Mantenha o netbook para testes e compre um Notebook com 13″. =)
Have you tried the UNR?
Hey, there. Power users tend to enjoy gentoo a lot. I’m a gentooer for quite some time already and I can’t live without it. I recently bought an eeepc 1000ha and customized it from scratch in no more than a few days. You could give it a try, portage rulez: http://www.gentoo.org
Tibbs.
Oh yeah, I didn’t know about it, thanks, you know, there’s a friend of mine who was working for Microsoft who might be interested, his name’s Daniel Robbins, you should mail him…
Ok… now, seriously… This is funny. I have been a member of the Gentoo Brazil community since 2003, and left it last year. I strongly suggest using funtoo if you’re really into power tools because it’s portage + git, so EXTRA AWESOMENESS.

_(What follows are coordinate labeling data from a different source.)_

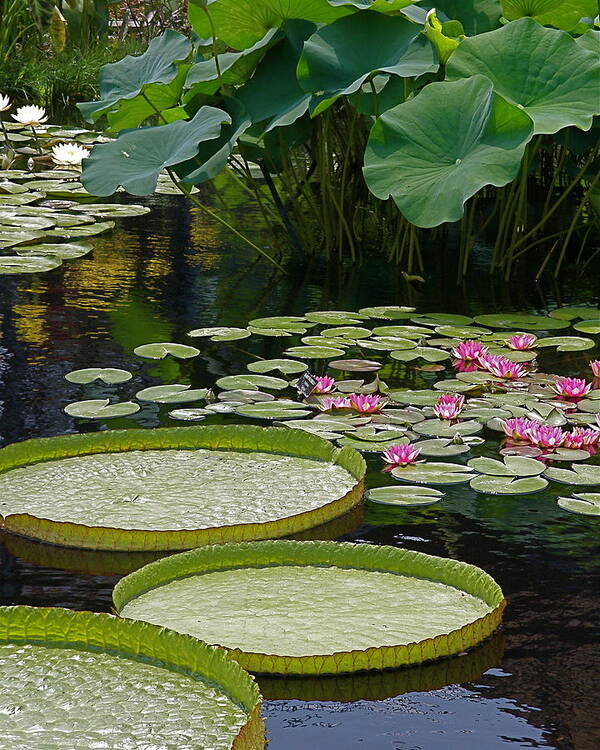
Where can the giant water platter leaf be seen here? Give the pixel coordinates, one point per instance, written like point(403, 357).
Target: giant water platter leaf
point(174, 488)
point(355, 607)
point(53, 658)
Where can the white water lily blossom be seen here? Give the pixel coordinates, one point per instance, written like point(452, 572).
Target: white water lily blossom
point(30, 115)
point(68, 154)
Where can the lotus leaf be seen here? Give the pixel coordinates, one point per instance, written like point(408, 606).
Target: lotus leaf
point(404, 496)
point(165, 349)
point(135, 159)
point(107, 375)
point(387, 620)
point(433, 152)
point(585, 503)
point(132, 75)
point(340, 57)
point(542, 71)
point(175, 393)
point(494, 485)
point(101, 409)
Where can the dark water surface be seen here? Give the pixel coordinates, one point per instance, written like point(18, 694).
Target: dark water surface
point(534, 685)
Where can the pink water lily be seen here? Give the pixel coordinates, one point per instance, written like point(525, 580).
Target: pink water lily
point(469, 350)
point(517, 428)
point(365, 404)
point(545, 435)
point(522, 342)
point(575, 388)
point(502, 367)
point(449, 406)
point(324, 385)
point(400, 455)
point(336, 403)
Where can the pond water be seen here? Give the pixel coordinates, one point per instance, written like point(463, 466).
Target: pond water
point(160, 275)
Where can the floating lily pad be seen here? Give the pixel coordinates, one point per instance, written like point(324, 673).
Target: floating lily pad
point(252, 382)
point(107, 375)
point(164, 349)
point(220, 333)
point(383, 606)
point(212, 702)
point(585, 504)
point(494, 485)
point(404, 496)
point(176, 393)
point(101, 409)
point(174, 488)
point(11, 264)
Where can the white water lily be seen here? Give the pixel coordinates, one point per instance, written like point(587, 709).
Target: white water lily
point(30, 115)
point(68, 154)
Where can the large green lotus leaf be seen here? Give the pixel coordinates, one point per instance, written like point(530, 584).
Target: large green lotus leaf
point(273, 95)
point(165, 349)
point(585, 503)
point(525, 321)
point(581, 474)
point(494, 485)
point(107, 375)
point(433, 473)
point(242, 23)
point(101, 409)
point(339, 58)
point(212, 701)
point(362, 607)
point(140, 489)
point(136, 158)
point(254, 382)
point(404, 496)
point(175, 393)
point(542, 71)
point(11, 264)
point(564, 14)
point(433, 152)
point(285, 366)
point(131, 75)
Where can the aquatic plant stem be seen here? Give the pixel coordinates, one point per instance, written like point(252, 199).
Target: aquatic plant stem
point(221, 221)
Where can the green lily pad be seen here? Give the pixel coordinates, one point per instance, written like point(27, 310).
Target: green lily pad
point(212, 701)
point(285, 366)
point(165, 349)
point(521, 320)
point(433, 152)
point(101, 409)
point(107, 375)
point(378, 624)
point(581, 474)
point(433, 473)
point(586, 503)
point(11, 264)
point(176, 393)
point(220, 333)
point(553, 80)
point(494, 485)
point(252, 382)
point(406, 497)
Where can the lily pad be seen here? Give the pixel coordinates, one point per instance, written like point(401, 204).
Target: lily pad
point(585, 504)
point(101, 409)
point(107, 375)
point(212, 701)
point(404, 496)
point(375, 626)
point(174, 488)
point(165, 349)
point(176, 393)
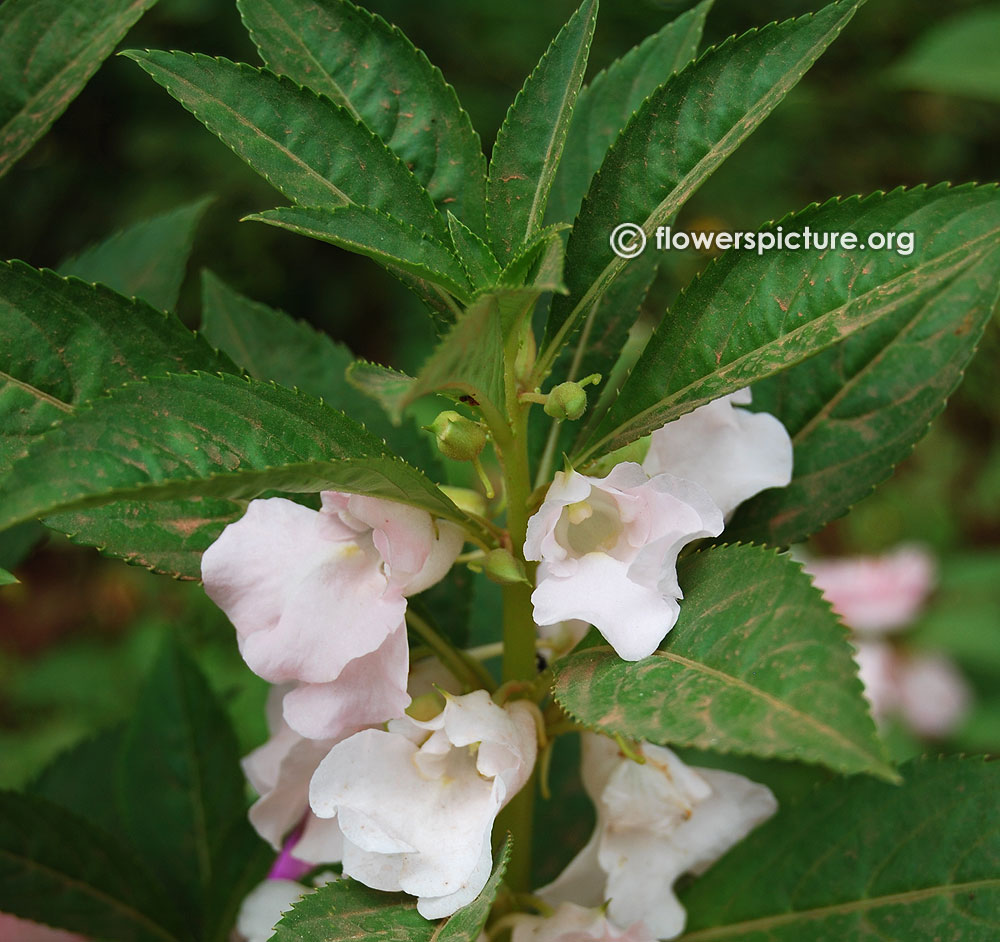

It’s been a month or two since I installed the Ubuntu Lucid Lynx beta in my eeepc 1000HA and I can say that, so far, it was the best distribution I ever installed in this netbook. I’ve tried ubuntu-eee, easypeasy, eeebuntu, etc, but they were all slow, outdated, or stuck to the “netbook L&F”. eeebuntu was the best one of them, but it was still outdated and a bit slow.
I found out that most of the sluggishness in the previous distributions were due to a lack of proper support of the Intel graphics stack in X.org and kernel. Lucid Lynx has a newer kernel and newer X.org that have proper support and I can even have compiz enabled without having a major slowdown in everything I do. Chromium is way faster than Firefox in this netbook and uses way less processor power, resulting in a longer battery life. One other detail is that one should definitely install eee-control when using stock ubuntu, so that the profiles (powersave, normal, performance) embedded in the BIOS can be use.
With this setup, I have about the same speed and a bit more of battery life than I have with the Windows XP that came with the netbook.
I think you should give it a spin, just my 2c.
Se você se sente confortável para customizar sua distro, creio que Debian seja uma ótima escolha. Para ganhar um pouco em velocidade você pode compilar seu próprio núcleo, de acordo com a sua máquina.
I have the same EEEPC and problems but…
I’d install FreeBSD, with fluxbox and all tools I need (emacs + g++ + python). It’s really fast, boot ~= 3s (with X and fluxbox running), firefox ~= 2s or less. Awesome!
http://www.flickr.com/photos/umgeher/3304904084/in/set-72157614273661775/ — at my beach house (ubatuba)
I’m using Archlinux in my Dell Mini 9 and I’m very pleased with it. Maybe you can give it a try.